The .menu gTLD went into general availability yesterday, gathering some 1,649 registrations in its first half day.
It’s not a great start for the new gTLD by any stretch, but how much of it has to do with the channel?
I tested out searches for available names at some of the biggest registrars and got widely different results, apparently because they don’t all properly support tiered pricing.
Market leader Go Daddy even refuses to sell available names.
The .menu gTLD is being operated by a What Box? subsidiary, the inappropriately named Wedding TLD2.
The company has selected at least three pricing tiers as far as I can tell — $25 is the baseline registry fee, but many unreserved “premium” names are priced by the registry at $50 and $65 a year.

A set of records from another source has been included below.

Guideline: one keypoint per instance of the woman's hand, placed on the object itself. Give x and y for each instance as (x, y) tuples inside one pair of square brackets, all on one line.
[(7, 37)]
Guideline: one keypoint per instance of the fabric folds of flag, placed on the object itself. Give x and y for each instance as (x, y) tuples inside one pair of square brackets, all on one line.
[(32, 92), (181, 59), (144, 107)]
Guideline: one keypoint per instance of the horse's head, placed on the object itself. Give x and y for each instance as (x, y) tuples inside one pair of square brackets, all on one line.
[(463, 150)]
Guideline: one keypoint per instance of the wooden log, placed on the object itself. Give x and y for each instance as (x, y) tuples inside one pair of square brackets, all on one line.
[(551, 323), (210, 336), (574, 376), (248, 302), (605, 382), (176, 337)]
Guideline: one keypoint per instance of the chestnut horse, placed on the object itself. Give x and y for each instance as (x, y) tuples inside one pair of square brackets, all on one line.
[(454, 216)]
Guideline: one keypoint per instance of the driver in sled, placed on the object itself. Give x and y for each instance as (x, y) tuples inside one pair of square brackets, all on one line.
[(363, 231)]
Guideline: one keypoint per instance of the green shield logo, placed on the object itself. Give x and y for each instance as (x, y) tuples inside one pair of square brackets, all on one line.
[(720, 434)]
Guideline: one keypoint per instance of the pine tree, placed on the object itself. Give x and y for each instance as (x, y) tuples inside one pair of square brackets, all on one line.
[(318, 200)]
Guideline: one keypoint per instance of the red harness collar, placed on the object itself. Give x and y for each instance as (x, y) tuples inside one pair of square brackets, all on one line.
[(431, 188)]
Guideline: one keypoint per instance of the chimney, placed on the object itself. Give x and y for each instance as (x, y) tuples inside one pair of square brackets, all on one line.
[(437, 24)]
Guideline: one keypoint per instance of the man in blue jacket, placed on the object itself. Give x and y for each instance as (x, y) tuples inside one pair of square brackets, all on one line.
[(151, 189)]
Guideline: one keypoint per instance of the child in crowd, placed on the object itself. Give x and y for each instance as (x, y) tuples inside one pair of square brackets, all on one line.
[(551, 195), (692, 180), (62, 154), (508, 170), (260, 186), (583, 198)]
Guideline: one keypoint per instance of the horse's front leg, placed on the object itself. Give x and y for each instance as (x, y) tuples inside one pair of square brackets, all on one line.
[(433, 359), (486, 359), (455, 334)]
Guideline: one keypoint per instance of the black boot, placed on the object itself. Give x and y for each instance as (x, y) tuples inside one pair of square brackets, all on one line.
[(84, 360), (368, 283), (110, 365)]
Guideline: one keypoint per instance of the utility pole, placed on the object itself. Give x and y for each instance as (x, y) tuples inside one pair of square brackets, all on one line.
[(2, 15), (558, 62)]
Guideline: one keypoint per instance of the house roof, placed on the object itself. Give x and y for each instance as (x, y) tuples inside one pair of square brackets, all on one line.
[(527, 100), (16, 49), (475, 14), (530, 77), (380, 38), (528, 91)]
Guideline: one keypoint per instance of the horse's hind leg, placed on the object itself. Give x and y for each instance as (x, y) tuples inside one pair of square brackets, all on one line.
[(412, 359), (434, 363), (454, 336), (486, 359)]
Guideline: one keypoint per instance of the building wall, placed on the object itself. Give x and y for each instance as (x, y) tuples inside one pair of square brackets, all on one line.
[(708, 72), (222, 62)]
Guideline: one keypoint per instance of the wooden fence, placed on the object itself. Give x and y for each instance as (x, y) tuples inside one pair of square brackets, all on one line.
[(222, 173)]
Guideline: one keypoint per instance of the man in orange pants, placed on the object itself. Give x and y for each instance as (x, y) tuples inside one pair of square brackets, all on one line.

For my test, I used noodleshop.menu, which seems to carry the $65 fee. Whois records show it as unregistered and it’s not showing up in today’s .menu zone file. It’s available.
This pricing seems to be accurately reflected at registrars including Name.com and 101domain.
Name.com, for example, says that the name is available and offers to sell it to me for $81.25.
Name.com
Likewise, 101domain reports its availability and a price of $97.49. There’s even a little medal icon next to the name to illustrate the fact that it’s at a premium price.
101domain
So far so good. However, other registrars fare less well.
Go Daddy and Register.com, which are both accredited .menu registrars, don’t seem to recognize the higher-tier names at all.
Go Daddy reports the name is unavailable.
Go Daddy
And so does Register.com.
Register.com
For every .menu name that carried a premium price at Name.com, Go Daddy was reporting it as unavailable.
With Go Daddy owning almost half of the new gTLD market, you can see why its failure to recognize a significant portion of a new gTLD’s available nice-looking names might impact day-one volumes.
The experience at 1&1, which has pumped millions into marketing new gTLD pre-registrations, was also weird.
At 1&1, I was offered noodleshop.menu at the sale price of $29.99 for the first year and $49.99 thereafter, which for some reason I was told was a $240 saving.
1&1
Both the sale price and the regular price appear to be below the wholesale cost. Either 1&1 is committed to take a $15 loss on each top-tier .menu name forever, or it’s pricing its names incorrectly.
A reader informed me this morning that when he tried to buy a .menu premium at 1&1 today he was presented with a message saying he would be contacted within 24 hours about the name.
He said his credit card was billed for the $29.99, but the name (Whois records seem to confirm) remains unregistered.
I’d test this out myself but frankly I don’t want to risk my money. When I tried to register the same name as the reader on 1&1 today I was told it was still available.
If I were a new gTLD registry I’d be very worried about this state of affairs. Without registrars, there’s no sales, but some registrars appear to be unprepared, at least in the case of .menu.